I get this
Query was cancelled because planning time exceeded 60 seconds
The data is parquet files partitioned by Date/Hour stored on S3 bucket.
The problem occurs when I try to limit the data to specific period (date between)
5e92d1c0-a0a7-4813-8d37-3439ac8533e1.zip (4.4 KB)
So I can’t save the dataset
What can I do ?
We should be releasing a new version of Dremio soon… hopefully this should fix this issue.
I’ll keep you posted!
We at Fyber.com really interested by the product so I’ve removed the default timeout
However some issues
- The ability to use really the queries on memory I got a pretty big cluster with 20 R4.4Xlarge each machine is about 122GB memory no matter what kind of data set I use only a tiny fractional portion of the data go in memory . With such cluster I was expected all the dataset in memory (I’ve configure dremio with heap of 16GB and DirectMemory to 80GB)
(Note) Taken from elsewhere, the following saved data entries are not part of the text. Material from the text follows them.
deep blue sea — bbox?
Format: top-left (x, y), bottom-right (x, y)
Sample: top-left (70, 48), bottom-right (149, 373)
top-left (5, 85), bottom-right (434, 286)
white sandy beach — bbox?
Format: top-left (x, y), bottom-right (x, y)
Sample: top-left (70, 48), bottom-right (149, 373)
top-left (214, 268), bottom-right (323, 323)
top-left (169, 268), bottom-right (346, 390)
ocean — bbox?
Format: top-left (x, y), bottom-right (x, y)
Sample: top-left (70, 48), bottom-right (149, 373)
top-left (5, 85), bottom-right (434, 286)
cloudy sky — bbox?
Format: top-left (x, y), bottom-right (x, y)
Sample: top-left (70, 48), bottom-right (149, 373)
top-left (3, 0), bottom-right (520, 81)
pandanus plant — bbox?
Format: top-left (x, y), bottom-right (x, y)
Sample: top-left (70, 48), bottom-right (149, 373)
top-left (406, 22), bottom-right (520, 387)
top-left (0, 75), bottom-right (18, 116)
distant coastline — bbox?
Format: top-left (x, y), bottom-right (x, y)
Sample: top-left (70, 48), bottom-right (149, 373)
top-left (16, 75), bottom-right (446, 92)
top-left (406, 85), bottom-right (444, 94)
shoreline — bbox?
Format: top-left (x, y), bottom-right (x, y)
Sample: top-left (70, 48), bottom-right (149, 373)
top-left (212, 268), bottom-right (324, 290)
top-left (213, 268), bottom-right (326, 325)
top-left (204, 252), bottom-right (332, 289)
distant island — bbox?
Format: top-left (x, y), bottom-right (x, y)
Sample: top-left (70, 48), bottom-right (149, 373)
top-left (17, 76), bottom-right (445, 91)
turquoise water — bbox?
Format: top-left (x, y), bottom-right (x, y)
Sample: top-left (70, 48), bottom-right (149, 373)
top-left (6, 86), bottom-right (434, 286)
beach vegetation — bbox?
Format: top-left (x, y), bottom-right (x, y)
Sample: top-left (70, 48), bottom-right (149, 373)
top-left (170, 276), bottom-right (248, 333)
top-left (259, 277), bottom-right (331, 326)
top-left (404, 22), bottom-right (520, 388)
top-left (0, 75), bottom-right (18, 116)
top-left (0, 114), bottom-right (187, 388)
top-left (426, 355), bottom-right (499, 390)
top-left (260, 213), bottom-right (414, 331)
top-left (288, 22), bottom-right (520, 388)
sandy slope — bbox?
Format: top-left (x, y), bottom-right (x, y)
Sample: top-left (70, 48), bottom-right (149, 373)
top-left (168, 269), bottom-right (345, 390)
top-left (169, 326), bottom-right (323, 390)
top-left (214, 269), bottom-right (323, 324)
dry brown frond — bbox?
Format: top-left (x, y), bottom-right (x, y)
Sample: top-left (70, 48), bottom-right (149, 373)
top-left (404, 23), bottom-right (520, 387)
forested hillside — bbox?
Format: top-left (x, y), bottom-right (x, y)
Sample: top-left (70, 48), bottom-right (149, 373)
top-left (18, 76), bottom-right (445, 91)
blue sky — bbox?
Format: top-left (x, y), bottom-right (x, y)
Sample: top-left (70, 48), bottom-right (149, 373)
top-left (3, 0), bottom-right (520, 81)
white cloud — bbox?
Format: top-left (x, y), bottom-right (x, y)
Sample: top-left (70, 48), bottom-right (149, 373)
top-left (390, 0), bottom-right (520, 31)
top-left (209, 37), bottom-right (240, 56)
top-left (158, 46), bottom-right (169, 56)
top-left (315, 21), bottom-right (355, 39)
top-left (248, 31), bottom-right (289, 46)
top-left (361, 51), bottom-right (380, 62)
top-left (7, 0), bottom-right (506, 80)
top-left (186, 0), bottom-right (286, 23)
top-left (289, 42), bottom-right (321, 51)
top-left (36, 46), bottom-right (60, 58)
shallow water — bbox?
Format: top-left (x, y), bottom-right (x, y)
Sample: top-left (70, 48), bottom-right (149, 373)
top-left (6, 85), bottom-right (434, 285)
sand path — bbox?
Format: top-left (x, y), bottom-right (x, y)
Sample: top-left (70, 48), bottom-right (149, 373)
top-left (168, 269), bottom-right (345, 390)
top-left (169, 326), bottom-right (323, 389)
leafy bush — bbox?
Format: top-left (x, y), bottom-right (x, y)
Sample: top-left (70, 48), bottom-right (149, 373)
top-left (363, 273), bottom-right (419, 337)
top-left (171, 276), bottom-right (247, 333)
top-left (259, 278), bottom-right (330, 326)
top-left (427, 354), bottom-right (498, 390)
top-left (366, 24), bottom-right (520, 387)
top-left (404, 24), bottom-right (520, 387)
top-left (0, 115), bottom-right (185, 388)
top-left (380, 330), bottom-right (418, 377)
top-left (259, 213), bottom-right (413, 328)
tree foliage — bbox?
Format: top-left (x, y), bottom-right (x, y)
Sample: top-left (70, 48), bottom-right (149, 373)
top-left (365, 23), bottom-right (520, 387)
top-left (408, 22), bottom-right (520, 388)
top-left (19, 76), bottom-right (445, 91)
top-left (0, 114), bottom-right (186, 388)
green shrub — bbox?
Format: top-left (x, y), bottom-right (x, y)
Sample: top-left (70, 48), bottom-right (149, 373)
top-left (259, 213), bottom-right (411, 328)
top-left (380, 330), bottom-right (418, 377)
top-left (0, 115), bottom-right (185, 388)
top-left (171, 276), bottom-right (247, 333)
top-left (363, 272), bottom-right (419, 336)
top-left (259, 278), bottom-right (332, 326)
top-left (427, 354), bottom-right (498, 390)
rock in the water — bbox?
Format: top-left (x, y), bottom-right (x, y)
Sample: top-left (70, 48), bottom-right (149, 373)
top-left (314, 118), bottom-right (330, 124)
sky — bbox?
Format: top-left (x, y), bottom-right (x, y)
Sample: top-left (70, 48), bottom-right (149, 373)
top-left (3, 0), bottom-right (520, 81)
- In case of I get all the machine reading the data in parallel from S3 bucket how can I increase the reading data rate to reach the network bandwidth limits ?
- How to optimize the CPU to speed up the request after a lot of test making reflection the majority of the requests are simply never optimized because not cover by the reflection
Could you help me?
Could you provide a query plan so we can take a closer look?
A few other questions:
- how did you deployment Dremio? How many coordinators and executors?
- what is the source data on S3?
- how are you issuing queries? If through the SQL console, are you using Preview or Run?